The spiking of dopamine neurons in animals, and apparently analogous BOLD signals at dopaminergic targets in humans, appear to report predictions of future reward. Prominent computational theories of these responses suggest that they both support and reflect trial-and-error learning about which actions have been successful, based on simple associations with past rewards. This is essentially a neural implementation of Thorndike's (1911) behaviorist principle that reinforced behaviors should be repeated. However, it has long been known that organisms are not condemned merely to repeat previously successful actions, but instead that even rodents' decisions can under some circumstances reflect other sorts of knowledge about task structure and contingencies. The neural and computational bases for these additional effects, and their interaction with the putative reinforcement systems in the basal ganglia, are poorly understood.
Such interactions are of considerable practical importance because, for instance, disorders of compulsion in humans, such as substance abuse, are thought to arise from runaway reinforcement processes unfettered by more deliberative influences.
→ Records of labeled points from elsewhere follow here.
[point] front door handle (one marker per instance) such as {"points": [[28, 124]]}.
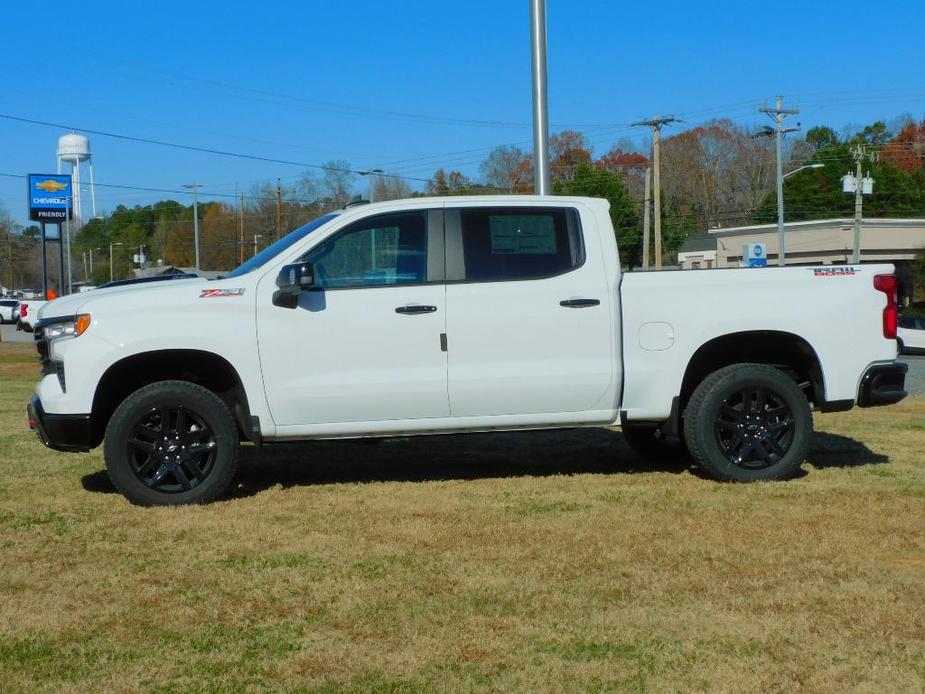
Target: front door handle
{"points": [[415, 309], [579, 303]]}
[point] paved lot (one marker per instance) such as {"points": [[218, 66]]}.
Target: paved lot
{"points": [[8, 333]]}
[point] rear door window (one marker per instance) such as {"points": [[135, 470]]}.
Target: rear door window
{"points": [[506, 244]]}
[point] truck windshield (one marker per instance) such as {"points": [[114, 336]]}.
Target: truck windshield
{"points": [[275, 249]]}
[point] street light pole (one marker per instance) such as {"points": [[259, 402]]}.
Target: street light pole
{"points": [[195, 187], [370, 173], [110, 258], [779, 114], [541, 173]]}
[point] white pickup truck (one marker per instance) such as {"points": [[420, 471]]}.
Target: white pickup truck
{"points": [[27, 314], [437, 315]]}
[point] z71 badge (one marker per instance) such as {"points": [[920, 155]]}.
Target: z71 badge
{"points": [[209, 293]]}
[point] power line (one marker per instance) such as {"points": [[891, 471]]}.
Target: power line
{"points": [[193, 148]]}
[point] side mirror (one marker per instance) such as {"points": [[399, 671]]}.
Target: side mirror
{"points": [[292, 280]]}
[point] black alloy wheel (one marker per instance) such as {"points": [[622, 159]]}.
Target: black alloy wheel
{"points": [[748, 423], [171, 443], [171, 449], [754, 428]]}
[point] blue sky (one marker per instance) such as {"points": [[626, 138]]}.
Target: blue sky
{"points": [[410, 86]]}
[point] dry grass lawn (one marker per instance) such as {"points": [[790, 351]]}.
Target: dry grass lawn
{"points": [[536, 562]]}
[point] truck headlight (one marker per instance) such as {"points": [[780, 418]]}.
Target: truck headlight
{"points": [[69, 328]]}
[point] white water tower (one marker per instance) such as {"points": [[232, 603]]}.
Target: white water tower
{"points": [[74, 149]]}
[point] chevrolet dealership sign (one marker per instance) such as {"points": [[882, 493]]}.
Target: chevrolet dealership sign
{"points": [[50, 198]]}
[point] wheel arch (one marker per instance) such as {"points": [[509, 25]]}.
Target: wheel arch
{"points": [[784, 350], [207, 369]]}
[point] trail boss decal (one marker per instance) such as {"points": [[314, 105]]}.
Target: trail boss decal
{"points": [[838, 271], [210, 293]]}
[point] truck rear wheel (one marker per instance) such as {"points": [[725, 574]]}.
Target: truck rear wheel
{"points": [[748, 422], [171, 443]]}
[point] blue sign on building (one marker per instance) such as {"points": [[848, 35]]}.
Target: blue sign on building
{"points": [[50, 198], [755, 255]]}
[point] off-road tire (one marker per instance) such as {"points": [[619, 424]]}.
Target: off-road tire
{"points": [[776, 427], [175, 417]]}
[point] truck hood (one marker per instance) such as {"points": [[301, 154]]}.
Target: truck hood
{"points": [[82, 302]]}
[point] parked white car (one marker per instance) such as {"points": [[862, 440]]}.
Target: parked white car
{"points": [[459, 314], [911, 335]]}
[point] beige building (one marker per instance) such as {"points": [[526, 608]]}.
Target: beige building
{"points": [[817, 242]]}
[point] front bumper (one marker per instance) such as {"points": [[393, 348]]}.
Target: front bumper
{"points": [[62, 432], [883, 384]]}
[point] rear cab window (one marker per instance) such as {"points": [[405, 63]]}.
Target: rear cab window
{"points": [[501, 244]]}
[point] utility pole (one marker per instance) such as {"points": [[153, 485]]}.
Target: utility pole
{"points": [[67, 245], [241, 231], [860, 154], [279, 209], [542, 180], [778, 114], [647, 206], [195, 187], [656, 125]]}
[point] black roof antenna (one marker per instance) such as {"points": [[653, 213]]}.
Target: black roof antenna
{"points": [[356, 200]]}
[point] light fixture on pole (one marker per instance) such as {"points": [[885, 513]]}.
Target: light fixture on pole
{"points": [[779, 113], [195, 188], [370, 174]]}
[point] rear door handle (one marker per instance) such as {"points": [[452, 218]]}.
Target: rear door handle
{"points": [[414, 309], [579, 303]]}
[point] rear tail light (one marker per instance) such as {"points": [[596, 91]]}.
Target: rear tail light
{"points": [[888, 285]]}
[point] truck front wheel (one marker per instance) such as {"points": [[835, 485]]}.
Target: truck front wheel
{"points": [[171, 443], [748, 422]]}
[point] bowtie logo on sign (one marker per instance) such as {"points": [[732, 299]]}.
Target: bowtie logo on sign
{"points": [[50, 198], [755, 255]]}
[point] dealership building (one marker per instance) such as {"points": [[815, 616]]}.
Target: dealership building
{"points": [[817, 242]]}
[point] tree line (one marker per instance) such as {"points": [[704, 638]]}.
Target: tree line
{"points": [[713, 175]]}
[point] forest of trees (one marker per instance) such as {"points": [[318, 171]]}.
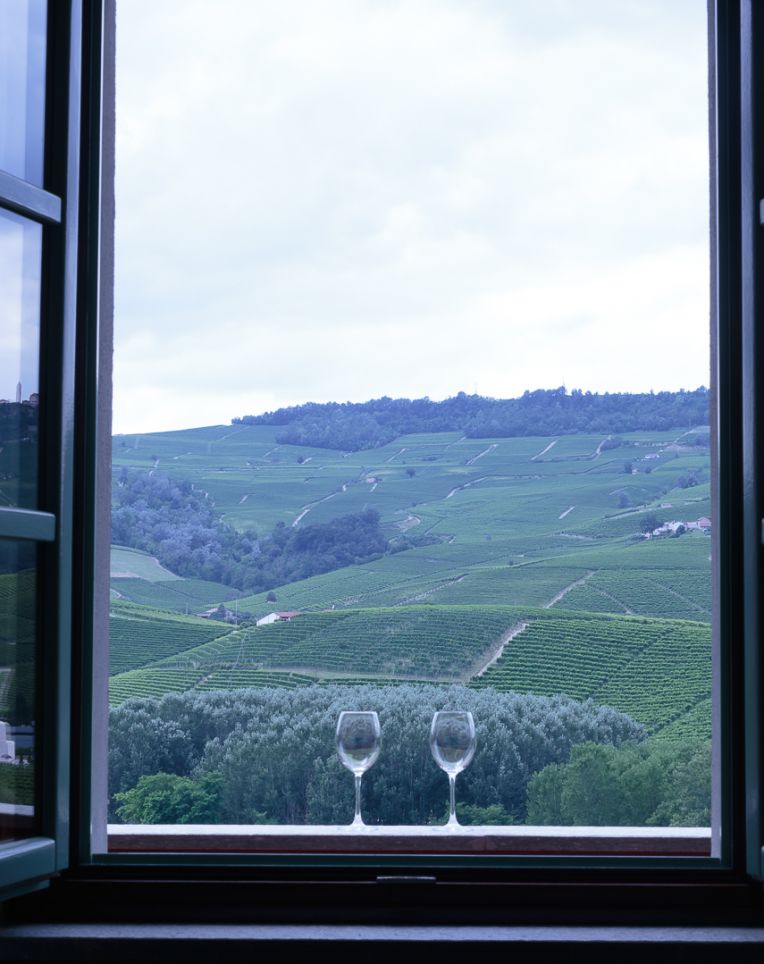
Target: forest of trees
{"points": [[179, 525], [268, 756], [356, 426]]}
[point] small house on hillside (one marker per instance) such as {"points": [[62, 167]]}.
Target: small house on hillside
{"points": [[7, 745], [277, 618]]}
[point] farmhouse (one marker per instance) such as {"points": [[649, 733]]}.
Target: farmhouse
{"points": [[7, 745], [277, 618]]}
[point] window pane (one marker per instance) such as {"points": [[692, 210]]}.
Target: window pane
{"points": [[457, 295], [17, 688], [22, 88], [20, 261]]}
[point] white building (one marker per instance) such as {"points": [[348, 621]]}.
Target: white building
{"points": [[7, 746], [277, 618]]}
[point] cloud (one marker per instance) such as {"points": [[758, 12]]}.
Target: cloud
{"points": [[349, 199]]}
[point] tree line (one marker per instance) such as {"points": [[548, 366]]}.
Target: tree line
{"points": [[353, 426], [268, 756], [178, 524]]}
I first discuss how such extra-reinforcement effects – e.g., planning novel routes based on cognitive maps, or incorporating "counterfactual" feedback about foregone actions – can be incorporated in the framework of existing computational theories, via algorithms for “model-based reinforcement learning." Rather than learning about actions' past successes directly, such algorithms learn a representation of the task structure, and can use it to evaluate candidate actions via mental simulation of their consequences. This computational characterization allows reasoning about (and explaining empirical data concerning) under which circumstances the brain might efficiently adopt either this strategy or the reinforcement one. It also allows quantifying and dissociating either strategy's effects on decision making and associated neural signaling.
Next, I discuss human fMRI experiments characterizing these influences in learning tasks. By fitting computational models to decision behavior and BOLD signals, we demonstrate that neither choices nor (putatively dopamine-related) BOLD signals in striatum can be explained by past reinforcement alone, but instead that both reflect additional learning and reasoning about task structure and contingencies. That such influences are prominent even at the level of striatum challenges current models of the computations there and suggest that the system is a common target for many different sorts of learning. Additional experiments examine individual variation in the tendency to employ either system; the patterns of both spontaneous and experimentally induced variation suggest that the dominance of model-based decision influence over simpler reinforcement systems employs cognitive control mechanisms that have previously been studied in other areas of cognitive neuroscience. Finally, I report results showing that patients with several disorders involving compulsion show abnormally reinforcement-bound choices on our tasks, supporting a link between these neurocomputational learning mechanisms and pathological habits.